Analyst Mike Harrison remains positive on application-specific integrated circuits (ASICs), even as sentiment around Generative AI cools. He emphasized that “as hyper-scalers and major tech companies invest to protect their competitive positions, ASICs are critical due to their better capital efficiency.”

Broadcom received a Buy rating, with Redburn calling it “arguably the pre-eminent ASICs co-partner,” citing strong ties to GenAI efforts at companies like Meta (NASDAQ:META), Apple (NASDAQ:AAPL), and OpenAI.

"We think that consensus is not giving Broadcom sufficient credit for the strength of its ASICs pipeline," Harrison added.

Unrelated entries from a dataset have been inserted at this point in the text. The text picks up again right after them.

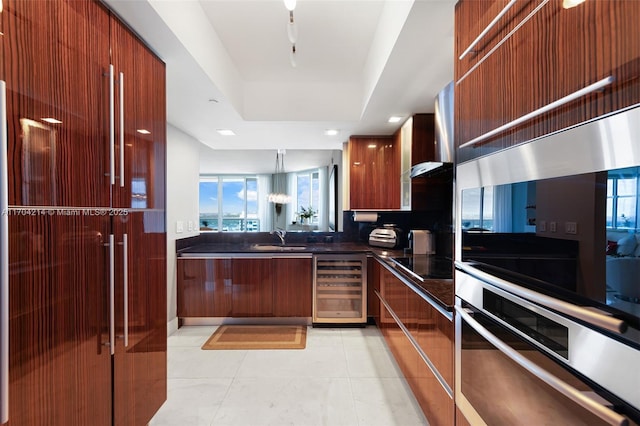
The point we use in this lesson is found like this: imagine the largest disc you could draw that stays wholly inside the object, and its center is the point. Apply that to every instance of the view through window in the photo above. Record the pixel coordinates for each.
(229, 203)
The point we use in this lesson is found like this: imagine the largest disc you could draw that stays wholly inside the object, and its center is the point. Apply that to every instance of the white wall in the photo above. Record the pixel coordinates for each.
(183, 166)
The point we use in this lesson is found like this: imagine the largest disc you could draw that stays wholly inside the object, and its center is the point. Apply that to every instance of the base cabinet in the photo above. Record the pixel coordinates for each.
(413, 330)
(244, 287)
(87, 253)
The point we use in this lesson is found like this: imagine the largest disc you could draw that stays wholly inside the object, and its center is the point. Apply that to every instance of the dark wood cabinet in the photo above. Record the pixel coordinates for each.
(88, 265)
(245, 287)
(204, 288)
(292, 287)
(413, 328)
(54, 55)
(252, 287)
(374, 172)
(555, 53)
(59, 363)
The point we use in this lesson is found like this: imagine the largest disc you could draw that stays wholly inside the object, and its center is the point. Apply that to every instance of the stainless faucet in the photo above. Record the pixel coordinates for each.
(281, 233)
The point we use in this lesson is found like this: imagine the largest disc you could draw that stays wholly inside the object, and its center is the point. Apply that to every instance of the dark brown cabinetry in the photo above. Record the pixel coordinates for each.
(536, 54)
(292, 287)
(252, 288)
(87, 280)
(414, 330)
(374, 172)
(204, 288)
(244, 287)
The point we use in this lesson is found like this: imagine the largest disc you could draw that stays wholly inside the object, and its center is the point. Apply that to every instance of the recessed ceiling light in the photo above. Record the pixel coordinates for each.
(226, 132)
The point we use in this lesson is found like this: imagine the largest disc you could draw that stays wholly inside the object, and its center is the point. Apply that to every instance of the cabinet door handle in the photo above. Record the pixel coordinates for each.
(601, 411)
(112, 295)
(112, 142)
(487, 29)
(125, 269)
(4, 259)
(553, 105)
(121, 129)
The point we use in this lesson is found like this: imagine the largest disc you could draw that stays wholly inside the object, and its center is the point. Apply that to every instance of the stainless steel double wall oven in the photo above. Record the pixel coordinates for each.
(547, 301)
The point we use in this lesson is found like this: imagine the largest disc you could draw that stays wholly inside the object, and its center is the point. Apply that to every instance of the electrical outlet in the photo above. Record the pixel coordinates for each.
(571, 228)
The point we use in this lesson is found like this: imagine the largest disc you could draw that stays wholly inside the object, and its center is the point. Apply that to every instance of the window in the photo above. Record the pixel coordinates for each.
(308, 192)
(622, 199)
(477, 212)
(229, 203)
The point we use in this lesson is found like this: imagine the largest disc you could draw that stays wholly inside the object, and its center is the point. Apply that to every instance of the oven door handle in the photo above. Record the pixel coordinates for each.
(567, 390)
(592, 316)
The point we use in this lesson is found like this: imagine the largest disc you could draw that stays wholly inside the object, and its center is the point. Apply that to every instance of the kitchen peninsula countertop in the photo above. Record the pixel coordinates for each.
(441, 290)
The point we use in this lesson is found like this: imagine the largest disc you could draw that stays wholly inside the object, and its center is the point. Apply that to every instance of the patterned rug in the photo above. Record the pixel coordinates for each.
(258, 337)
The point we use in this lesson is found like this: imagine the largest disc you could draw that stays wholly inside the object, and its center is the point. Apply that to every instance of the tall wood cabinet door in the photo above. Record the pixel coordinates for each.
(140, 122)
(54, 59)
(252, 287)
(204, 288)
(292, 293)
(59, 358)
(140, 316)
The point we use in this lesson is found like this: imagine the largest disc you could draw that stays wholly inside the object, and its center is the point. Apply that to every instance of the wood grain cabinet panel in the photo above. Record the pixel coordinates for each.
(431, 332)
(66, 369)
(552, 55)
(204, 288)
(54, 55)
(292, 287)
(252, 287)
(140, 107)
(374, 173)
(59, 361)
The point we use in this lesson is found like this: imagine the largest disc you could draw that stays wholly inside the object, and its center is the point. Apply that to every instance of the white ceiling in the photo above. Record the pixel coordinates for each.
(358, 62)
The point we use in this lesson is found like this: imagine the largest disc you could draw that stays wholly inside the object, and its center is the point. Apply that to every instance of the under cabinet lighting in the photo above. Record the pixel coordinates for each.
(568, 4)
(226, 132)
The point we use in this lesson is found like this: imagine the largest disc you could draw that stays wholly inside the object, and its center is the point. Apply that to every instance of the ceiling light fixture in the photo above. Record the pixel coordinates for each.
(292, 56)
(292, 29)
(290, 5)
(226, 132)
(278, 195)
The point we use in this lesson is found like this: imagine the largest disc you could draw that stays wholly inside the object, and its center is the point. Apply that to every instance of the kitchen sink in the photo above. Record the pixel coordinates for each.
(274, 247)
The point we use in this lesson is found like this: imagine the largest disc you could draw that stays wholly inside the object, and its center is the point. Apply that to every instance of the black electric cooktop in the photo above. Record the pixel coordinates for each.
(425, 267)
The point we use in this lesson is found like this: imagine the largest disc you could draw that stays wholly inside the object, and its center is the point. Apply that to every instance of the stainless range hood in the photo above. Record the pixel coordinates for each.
(444, 151)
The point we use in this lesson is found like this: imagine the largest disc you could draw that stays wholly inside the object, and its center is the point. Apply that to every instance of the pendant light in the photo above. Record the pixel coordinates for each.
(278, 195)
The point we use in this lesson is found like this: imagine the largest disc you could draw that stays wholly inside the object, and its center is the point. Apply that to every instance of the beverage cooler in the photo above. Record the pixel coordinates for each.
(339, 289)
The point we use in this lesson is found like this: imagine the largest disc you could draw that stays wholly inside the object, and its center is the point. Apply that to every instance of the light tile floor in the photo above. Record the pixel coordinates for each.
(345, 376)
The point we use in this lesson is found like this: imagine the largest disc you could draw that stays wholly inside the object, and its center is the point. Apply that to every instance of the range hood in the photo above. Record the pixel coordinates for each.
(443, 146)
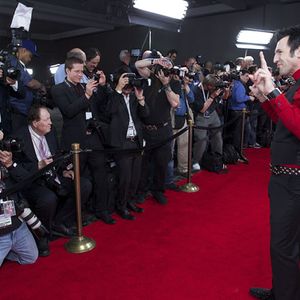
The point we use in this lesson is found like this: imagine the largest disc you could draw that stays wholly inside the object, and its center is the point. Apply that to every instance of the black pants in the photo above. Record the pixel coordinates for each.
(94, 164)
(284, 193)
(235, 128)
(49, 208)
(129, 170)
(158, 158)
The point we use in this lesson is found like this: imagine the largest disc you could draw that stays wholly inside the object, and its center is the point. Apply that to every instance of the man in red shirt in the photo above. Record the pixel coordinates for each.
(284, 186)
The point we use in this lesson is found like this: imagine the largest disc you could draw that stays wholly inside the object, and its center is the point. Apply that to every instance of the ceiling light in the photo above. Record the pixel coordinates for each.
(252, 36)
(53, 68)
(251, 46)
(170, 8)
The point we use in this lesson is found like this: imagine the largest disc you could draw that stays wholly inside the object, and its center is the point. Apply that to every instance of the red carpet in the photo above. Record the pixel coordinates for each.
(210, 245)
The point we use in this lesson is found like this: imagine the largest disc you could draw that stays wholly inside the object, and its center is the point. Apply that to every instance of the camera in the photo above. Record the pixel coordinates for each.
(230, 76)
(139, 83)
(222, 84)
(26, 214)
(16, 41)
(51, 183)
(11, 145)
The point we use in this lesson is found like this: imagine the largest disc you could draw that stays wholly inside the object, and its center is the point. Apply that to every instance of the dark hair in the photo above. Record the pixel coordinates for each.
(172, 51)
(244, 71)
(35, 112)
(210, 79)
(71, 61)
(252, 69)
(92, 53)
(294, 36)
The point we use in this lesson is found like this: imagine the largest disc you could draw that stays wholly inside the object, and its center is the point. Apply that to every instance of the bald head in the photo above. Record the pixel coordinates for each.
(77, 53)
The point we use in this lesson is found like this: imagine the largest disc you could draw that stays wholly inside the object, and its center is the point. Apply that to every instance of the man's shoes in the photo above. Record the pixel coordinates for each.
(159, 197)
(43, 246)
(106, 218)
(257, 146)
(63, 231)
(135, 208)
(172, 186)
(261, 293)
(243, 159)
(140, 198)
(125, 214)
(196, 167)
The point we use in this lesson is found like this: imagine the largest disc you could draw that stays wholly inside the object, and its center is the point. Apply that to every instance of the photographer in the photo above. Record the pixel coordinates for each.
(125, 109)
(80, 105)
(51, 196)
(236, 104)
(20, 107)
(8, 87)
(160, 96)
(207, 98)
(180, 115)
(16, 241)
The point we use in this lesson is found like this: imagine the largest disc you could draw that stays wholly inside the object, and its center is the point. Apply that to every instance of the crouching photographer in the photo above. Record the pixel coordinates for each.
(16, 241)
(51, 196)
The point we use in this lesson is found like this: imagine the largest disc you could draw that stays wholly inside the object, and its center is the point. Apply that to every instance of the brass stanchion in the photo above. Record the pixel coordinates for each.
(190, 187)
(79, 243)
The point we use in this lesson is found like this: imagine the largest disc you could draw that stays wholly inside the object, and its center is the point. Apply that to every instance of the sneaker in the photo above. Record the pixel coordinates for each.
(172, 186)
(257, 145)
(196, 167)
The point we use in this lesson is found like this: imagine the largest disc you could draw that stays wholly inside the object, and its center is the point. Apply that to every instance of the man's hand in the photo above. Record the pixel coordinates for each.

Arista was also rated Buy, with its software and hardware capabilities seen as well-suited for scaling Ethernet-based AI clusters. However, Harrison noted that Arista’s exposure to both internal and external workloads at hyperscalers could leave it more vulnerable to short-term demand swings than Broadcom.

Marvell was started at Neutral. While the stock has already sold off sharply this year, Harrison said he wants to see “greater visibility on design wins” before becoming more positive. He flagged concerns around Marvell’s future role in Amazon’s AI chips and increasing competition in the space.

Redburn set price targets of $301 for Broadcom, $112 for Arista, and $67 for Marvell.

Salesforce downgraded at RBC on Informatica deal

RBC Capital Markets has downgraded Salesforce Inc (NYSE:CRM) to Sector Perform from Outperform and cut its price target to $275 from $420, citing concerns over the company’s $8 billion acquisition of Informatica.

While Salesforce delivered a relatively in-line quarter, RBC said the announced deal and associated risks were key to the downgrade. “Deal risk with Informatica has tipped the scales for us,” the broker said, adding that it prefers to wait on the sidelines until there is more clarity on Agentforce progress or the Informatica acquisition proves more favorable than expected.

Despite still liking the company’s margin expansion story and viewing the valuation as undemanding, RBC believes the near-term risk-reward has shifted following the deal announcement.

SoundHound is ’a direct play on AI revolution:’ Piper Sandler

In another new coverage, Piper Sandler has initiated SoundHound AI Inc (NASDAQ:SOUN) at an Overweight rating and a $12 price target, calling the company a “direct play on the AI revolution” through its voice-AI technology.

Analysts highlighted SoundHound’s integrated ASR and NLP architecture as a key differentiator in delivering real-time conversational AI. The company’s platform serves sectors including automotive, IoT, restaurants, and customer service, with Piper viewing quick-service restaurants and customer experience as the most promising verticals.

The acquisition of Amelia has expanded SoundHound’s reach into AI-powered contact centers, a market the firm estimates will grow to $30 billion by 2027. “Combined, we see a $30B serviceable addressable market by 2027, with SoundHound an early leader in each market,” analysts James Fish and Caden Dahl wrote.

Piper also pointed to the company’s shift toward subscription revenue, forecasting that recurring streams will make up 90% of total revenue by 2027, compared to just 4% two years ago. The analysts believe this, along with synergies from Amelia, could lift margins by over 10% in the coming years.

While bullish, they acknowledged ongoing challenges in the automotive segment, where SoundHound remains exposed to broader production headwinds. The company currently has around 25% exposure to global auto production, with its key OEM partners expected to see a 4% sales decline this year.